For how the Zimovs will achieve this, one has to look across the world. On the east coast of America, at Harvard Medical School, work is being undertaken to recreate the woolly mammoth.

I have been in contact with Professor George Church for much of the last year, fascinated by the audacity of what he is attempting.

A professor of genetics, much of his work has consisted of reading the mammoth genome. But, as more and more journalists kept asking if he “could do more than reading”, he decided to find out if he could.

This week his effort got a welcome boost, with a $15m (almost £11m) investment that garnered headlines around the world. But the work has been going on for far longer than the recent publicity it has attracted might suggest.

What Professor Church does is use a range of gene-editing technologies, many invented by him and his team, to adapt the DNA of an Asian elephant to something more mammoth-like.

Camels clear the way for grasslands by eating the shrub (Valentina Morriconi)

There are over a million differences between a mammoth and an Asian elephant, but Professor Church has concluded that he need only prioritise those essential to living in the freezing Arctic. Big ears are made to shrink, shaggy hair begins to grow, and blood becomes cold-adapted.

The primary technique he uses is called “multiplex editing”, where thousands of DNA edits are performed simultaneously, ultimately changing the very building blocks of life. Professor Church thinks he needs to change only 50 to 100 genes in order to engineer a cell that could be used to create the first woolly mammoth embryo.

Unlike normal in-vitro fertilisation, where an egg is fertilised in a lab setting before being placed into a womb, he and his team are creating their own artificial womb, which will incubate his embryonic elephants.
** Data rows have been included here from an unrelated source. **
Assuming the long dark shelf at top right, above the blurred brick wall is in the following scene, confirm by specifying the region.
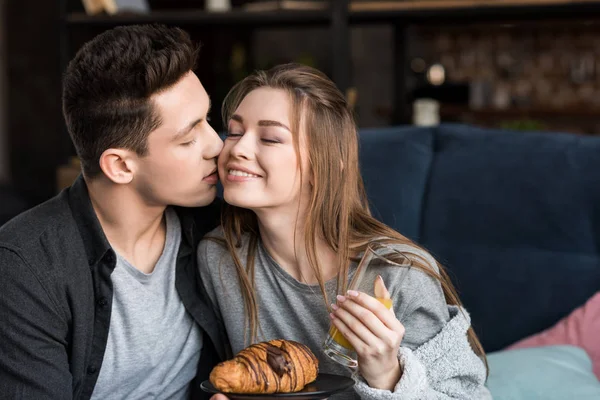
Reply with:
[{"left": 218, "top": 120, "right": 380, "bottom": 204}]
[{"left": 349, "top": 0, "right": 600, "bottom": 24}]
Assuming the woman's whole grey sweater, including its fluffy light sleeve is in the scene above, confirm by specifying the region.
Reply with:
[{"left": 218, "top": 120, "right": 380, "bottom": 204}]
[{"left": 198, "top": 228, "right": 491, "bottom": 400}]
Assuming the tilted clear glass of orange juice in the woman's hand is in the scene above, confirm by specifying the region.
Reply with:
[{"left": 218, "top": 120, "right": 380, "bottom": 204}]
[{"left": 323, "top": 242, "right": 411, "bottom": 368}]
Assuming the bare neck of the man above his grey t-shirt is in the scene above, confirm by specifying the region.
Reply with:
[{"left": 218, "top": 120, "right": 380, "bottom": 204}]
[{"left": 87, "top": 178, "right": 166, "bottom": 273}]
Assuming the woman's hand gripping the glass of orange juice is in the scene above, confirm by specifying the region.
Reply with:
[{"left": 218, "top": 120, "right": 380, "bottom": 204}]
[{"left": 330, "top": 278, "right": 404, "bottom": 390}]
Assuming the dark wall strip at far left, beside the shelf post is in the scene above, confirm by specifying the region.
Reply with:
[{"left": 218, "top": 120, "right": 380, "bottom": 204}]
[{"left": 5, "top": 0, "right": 63, "bottom": 203}]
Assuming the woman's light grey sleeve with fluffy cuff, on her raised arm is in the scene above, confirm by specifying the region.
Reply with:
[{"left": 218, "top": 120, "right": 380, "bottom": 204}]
[{"left": 354, "top": 247, "right": 491, "bottom": 400}]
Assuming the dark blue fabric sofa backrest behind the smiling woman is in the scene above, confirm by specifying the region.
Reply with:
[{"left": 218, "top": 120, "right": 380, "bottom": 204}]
[{"left": 360, "top": 124, "right": 600, "bottom": 352}]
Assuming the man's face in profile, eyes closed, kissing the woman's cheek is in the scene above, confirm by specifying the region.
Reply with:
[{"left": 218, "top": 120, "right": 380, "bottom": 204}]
[{"left": 132, "top": 72, "right": 223, "bottom": 207}]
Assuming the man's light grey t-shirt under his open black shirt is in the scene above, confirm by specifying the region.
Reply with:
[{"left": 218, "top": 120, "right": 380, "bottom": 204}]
[{"left": 92, "top": 209, "right": 202, "bottom": 400}]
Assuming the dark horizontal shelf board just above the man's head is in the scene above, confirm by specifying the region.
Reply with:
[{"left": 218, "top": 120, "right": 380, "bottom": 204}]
[{"left": 65, "top": 10, "right": 331, "bottom": 27}]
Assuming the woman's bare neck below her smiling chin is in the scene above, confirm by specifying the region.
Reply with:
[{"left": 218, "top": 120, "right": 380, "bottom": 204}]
[{"left": 257, "top": 211, "right": 337, "bottom": 285}]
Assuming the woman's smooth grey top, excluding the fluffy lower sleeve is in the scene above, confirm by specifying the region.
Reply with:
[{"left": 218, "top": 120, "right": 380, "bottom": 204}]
[{"left": 198, "top": 228, "right": 450, "bottom": 400}]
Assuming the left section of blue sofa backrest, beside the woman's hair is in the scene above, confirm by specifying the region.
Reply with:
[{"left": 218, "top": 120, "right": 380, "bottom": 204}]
[{"left": 359, "top": 127, "right": 433, "bottom": 240}]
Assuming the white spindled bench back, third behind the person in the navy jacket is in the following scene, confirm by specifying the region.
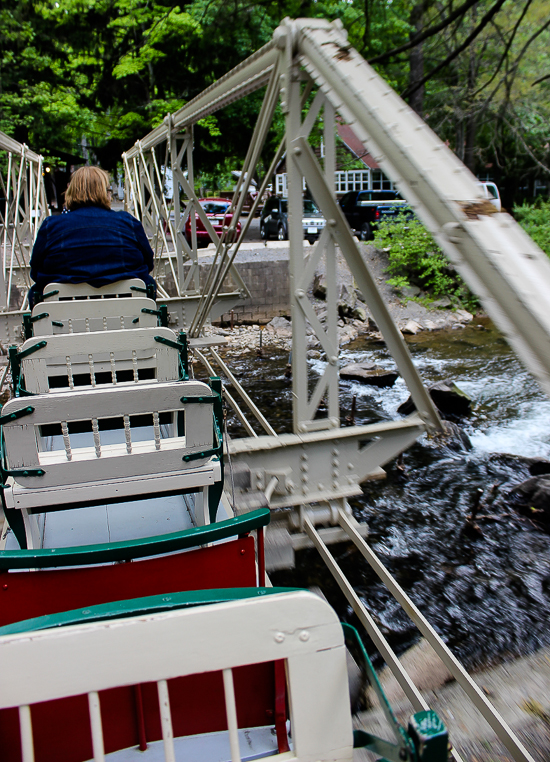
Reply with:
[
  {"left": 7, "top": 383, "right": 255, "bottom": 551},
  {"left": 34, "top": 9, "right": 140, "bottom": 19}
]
[{"left": 10, "top": 326, "right": 182, "bottom": 394}]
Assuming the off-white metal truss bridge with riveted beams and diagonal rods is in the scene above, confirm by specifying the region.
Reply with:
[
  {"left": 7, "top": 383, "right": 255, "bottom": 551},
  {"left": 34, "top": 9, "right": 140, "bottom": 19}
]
[{"left": 0, "top": 19, "right": 550, "bottom": 762}]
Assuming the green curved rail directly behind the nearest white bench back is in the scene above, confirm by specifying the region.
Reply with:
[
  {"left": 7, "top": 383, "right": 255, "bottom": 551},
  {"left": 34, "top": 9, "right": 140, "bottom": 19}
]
[{"left": 0, "top": 587, "right": 299, "bottom": 636}]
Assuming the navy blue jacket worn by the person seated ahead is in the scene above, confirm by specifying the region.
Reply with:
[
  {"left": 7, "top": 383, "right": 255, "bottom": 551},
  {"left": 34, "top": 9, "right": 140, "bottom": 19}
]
[{"left": 30, "top": 206, "right": 155, "bottom": 301}]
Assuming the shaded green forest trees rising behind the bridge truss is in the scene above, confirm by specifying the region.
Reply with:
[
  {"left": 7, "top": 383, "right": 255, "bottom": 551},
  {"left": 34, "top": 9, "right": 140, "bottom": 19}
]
[{"left": 0, "top": 0, "right": 550, "bottom": 208}]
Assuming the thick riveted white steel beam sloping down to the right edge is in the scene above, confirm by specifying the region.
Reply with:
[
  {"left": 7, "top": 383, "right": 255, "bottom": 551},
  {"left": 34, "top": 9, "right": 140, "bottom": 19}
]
[{"left": 286, "top": 19, "right": 550, "bottom": 393}]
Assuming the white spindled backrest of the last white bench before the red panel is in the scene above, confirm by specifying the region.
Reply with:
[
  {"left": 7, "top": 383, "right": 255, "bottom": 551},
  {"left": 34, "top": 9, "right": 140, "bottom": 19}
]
[{"left": 2, "top": 381, "right": 218, "bottom": 490}]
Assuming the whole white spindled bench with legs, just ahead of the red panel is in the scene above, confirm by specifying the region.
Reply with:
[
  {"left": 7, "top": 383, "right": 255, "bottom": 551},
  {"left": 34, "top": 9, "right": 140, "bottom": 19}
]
[{"left": 2, "top": 381, "right": 222, "bottom": 547}]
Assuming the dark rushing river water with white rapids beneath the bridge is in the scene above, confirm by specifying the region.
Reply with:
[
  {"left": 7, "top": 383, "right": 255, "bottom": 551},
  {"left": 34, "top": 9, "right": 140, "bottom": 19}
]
[{"left": 222, "top": 322, "right": 550, "bottom": 667}]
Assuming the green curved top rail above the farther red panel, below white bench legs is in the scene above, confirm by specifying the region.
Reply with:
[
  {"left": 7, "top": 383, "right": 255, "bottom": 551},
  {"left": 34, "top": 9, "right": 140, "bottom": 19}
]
[{"left": 0, "top": 508, "right": 271, "bottom": 571}]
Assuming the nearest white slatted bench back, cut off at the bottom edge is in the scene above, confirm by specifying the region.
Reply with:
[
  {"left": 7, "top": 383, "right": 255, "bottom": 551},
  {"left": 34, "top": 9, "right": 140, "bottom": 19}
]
[{"left": 0, "top": 591, "right": 353, "bottom": 762}]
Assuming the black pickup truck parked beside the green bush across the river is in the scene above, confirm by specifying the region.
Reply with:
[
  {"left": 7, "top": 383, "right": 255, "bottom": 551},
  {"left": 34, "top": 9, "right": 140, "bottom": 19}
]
[{"left": 340, "top": 190, "right": 413, "bottom": 241}]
This helps protect the already-endangered existing populations of Asian elephants from having to carry that particular burden, but it also works for scalability.
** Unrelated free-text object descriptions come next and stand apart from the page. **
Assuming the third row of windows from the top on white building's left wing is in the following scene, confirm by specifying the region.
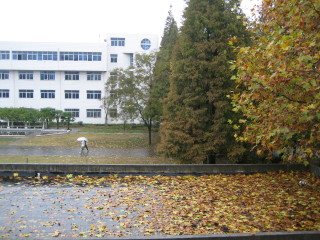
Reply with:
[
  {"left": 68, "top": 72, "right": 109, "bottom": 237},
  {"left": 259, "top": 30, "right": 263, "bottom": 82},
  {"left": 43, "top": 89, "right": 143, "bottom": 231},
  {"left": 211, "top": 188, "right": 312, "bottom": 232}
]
[{"left": 0, "top": 89, "right": 101, "bottom": 100}]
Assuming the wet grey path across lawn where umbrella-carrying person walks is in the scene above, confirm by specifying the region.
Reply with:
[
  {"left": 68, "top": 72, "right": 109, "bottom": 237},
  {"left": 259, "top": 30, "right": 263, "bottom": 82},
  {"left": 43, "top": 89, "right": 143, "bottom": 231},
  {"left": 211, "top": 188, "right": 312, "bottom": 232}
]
[{"left": 0, "top": 145, "right": 155, "bottom": 157}]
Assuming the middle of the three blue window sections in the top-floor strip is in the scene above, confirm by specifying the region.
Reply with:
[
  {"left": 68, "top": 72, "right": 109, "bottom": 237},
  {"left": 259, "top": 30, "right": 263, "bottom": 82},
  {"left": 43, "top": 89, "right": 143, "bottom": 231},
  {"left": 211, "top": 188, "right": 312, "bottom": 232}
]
[{"left": 12, "top": 51, "right": 58, "bottom": 61}]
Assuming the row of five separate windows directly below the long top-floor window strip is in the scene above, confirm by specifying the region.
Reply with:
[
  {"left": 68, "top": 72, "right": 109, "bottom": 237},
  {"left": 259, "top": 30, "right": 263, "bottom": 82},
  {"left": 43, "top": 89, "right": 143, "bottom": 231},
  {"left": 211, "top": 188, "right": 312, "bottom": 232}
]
[{"left": 0, "top": 70, "right": 102, "bottom": 81}]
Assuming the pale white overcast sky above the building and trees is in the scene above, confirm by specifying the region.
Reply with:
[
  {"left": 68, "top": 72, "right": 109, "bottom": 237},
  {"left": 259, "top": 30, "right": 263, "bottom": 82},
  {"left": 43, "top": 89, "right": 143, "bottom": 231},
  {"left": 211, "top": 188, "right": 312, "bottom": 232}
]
[{"left": 0, "top": 0, "right": 257, "bottom": 42}]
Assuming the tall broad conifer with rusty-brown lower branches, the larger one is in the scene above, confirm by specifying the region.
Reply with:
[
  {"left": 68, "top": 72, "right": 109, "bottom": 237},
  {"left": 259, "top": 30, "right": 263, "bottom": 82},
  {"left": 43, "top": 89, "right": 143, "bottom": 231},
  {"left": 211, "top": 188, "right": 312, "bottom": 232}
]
[{"left": 159, "top": 0, "right": 249, "bottom": 163}]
None of this will happen overnight. The best-case scenario is that we have a reproducing woolly mammoth in around 16 years. That’s four years to work out the method, two years to iron out the flaws, and ten years for the animal to grow to reproductive age.

In collaboration with Sergei and Nikita, with whom he has been in regular communication, Professor Church then hopes to set up thousands of small national parks in Canada, Alaska and Siberia, each with its own population of mammoths. Indeed, Sergei has already set up a second park south of Moscow as the next step in this network.

The challenges they face are huge. To make a significant difference to the environment, Nikita told me that an area of 3 million km sq would need to be covered, much of it expanding the present operation in Russia. According to him, this area of parkland would sequester a billion tonnes of carbon annually, the equivalent of 10 per cent of global carbon emissions.

Convincing the Russian government to transform more than one-sixth of the country’s landmass in the name of scientific research will itself be a vast challenge.

Little wonder that a recent Oxford University study of the Zimovs’ existing operation, while noting its effectiveness, described the task of scaling it up simply as: “mammoth”.

When I asked him about the mid-century deadline that was given, in a recent report by the Intergovernmental Panel on Climate Change, for the world to sharply cut its carbon emissions, and the enormous logistical challenges involved in scaling up his park in time, Nikita said that I was missing the point.

The park is “not just about being practical, it is also a philosophy”, he said. He is just as concerned with raising the question of “how to live sustainably in harmony with nature” as he is about putting it into practice.